Policies.Exp3PlusPlus module

The EXP3++ randomized index policy, an improved version of the EXP3 policy.

Reference: [[One practical algorithm for both stochastic and adversarial bandits, S.Seldin & A.Slivkins, ICML, 2014](http://www.jmlr.org/proceedings/papers/v32/seldinb14-supp.pdf)].

See also [[An Improved Parametrization and Analysis of the EXP3++ Algorithm for Stochastic and Adversarial Bandits, by Y.Seldin & G.Lugosi, COLT, 2017](https://arxiv.org/pdf/1702.06103)].

Policies.Exp3PlusPlus.ALPHA = 3

Value for the \(\alpha\) parameter.

Policies.Exp3PlusPlus.BETA = 256

Value for the \(\beta\) parameter.

class Policies.Exp3PlusPlus.Exp3PlusPlus(nbArms, alpha=3, beta=256, lower=0.0, amplitude=1.0)[source]
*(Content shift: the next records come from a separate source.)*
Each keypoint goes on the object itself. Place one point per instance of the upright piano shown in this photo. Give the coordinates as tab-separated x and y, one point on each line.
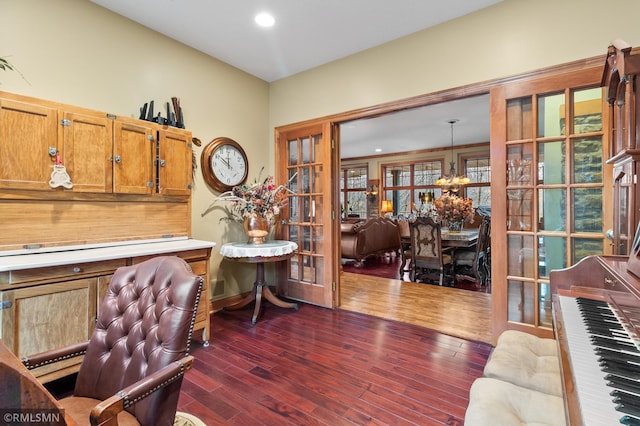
600	360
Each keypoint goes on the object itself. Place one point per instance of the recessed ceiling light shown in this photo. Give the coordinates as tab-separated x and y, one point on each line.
265	19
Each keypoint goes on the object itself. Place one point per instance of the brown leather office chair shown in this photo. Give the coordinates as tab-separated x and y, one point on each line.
134	364
426	253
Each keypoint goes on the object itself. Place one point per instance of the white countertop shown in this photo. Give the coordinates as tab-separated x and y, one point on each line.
65	255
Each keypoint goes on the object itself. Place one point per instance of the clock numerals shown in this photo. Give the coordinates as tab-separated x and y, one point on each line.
224	164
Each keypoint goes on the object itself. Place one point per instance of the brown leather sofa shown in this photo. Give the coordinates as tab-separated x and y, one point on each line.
372	236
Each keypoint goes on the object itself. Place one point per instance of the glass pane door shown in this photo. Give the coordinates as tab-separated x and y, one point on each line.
310	274
550	145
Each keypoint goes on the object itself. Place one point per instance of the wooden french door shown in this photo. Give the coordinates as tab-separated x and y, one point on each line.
307	159
550	190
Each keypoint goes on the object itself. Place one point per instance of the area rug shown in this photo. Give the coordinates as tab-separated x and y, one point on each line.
184	419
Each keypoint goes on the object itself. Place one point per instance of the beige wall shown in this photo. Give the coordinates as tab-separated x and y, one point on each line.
509	38
75	52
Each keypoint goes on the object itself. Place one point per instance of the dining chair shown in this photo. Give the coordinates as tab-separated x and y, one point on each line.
135	361
476	262
429	260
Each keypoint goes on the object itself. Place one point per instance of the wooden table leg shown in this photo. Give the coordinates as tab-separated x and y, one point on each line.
260	290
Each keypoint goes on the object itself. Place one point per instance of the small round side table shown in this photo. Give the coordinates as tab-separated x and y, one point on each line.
270	251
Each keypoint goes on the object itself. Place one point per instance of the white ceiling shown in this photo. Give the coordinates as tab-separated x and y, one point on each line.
310	33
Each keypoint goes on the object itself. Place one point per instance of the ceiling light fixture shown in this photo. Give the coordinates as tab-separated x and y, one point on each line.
265	19
452	182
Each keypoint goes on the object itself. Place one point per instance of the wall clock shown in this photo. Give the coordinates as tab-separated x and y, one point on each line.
224	164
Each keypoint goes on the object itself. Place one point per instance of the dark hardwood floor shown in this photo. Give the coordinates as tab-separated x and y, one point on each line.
331	367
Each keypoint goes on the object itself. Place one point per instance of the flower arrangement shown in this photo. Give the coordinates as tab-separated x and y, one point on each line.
453	208
262	198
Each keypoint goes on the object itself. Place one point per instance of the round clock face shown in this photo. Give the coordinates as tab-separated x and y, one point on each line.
224	164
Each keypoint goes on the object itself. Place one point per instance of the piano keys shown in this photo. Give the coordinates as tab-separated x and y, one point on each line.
595	344
599	358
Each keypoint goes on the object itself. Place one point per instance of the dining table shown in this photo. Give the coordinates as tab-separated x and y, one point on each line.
462	238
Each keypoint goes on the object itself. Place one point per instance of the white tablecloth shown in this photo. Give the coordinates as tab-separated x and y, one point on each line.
267	249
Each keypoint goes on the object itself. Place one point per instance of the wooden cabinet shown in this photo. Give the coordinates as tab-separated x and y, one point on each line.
133	156
619	78
47	307
175	162
102	153
28	139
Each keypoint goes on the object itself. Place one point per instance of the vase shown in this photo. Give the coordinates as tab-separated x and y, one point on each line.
257	228
454	225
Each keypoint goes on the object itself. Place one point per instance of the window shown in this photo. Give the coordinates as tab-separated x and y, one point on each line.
411	187
353	185
478	169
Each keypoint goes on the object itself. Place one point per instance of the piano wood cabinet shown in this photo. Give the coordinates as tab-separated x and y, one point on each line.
48	307
102	153
619	79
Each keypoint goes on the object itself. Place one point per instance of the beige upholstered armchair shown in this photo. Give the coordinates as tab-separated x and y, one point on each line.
135	361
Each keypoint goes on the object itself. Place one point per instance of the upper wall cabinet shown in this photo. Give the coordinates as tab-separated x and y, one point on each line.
28	144
174	163
100	153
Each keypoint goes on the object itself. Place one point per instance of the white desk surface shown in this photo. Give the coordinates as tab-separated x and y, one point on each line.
65	255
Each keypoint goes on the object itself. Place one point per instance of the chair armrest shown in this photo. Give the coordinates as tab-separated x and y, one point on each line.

Bases: Policies.BasePolicy.BasePolicy

The EXP3++ randomized index policy, an improved version of the EXP3 policy.

Reference: [[One practical algorithm for both stochastic and adversarial bandits, S.Seldin & A.Slivkins, ICML, 2014](http://www.jmlr.org/proceedings/papers/v32/seldinb14-supp.pdf)].

See also [[An Improved Parametrization and Analysis of the EXP3++ Algorithm for Stochastic and Adversarial Bandits, by Y.Seldin & G.Lugosi, COLT, 2017](https://arxiv.org/pdf/1702.06103)].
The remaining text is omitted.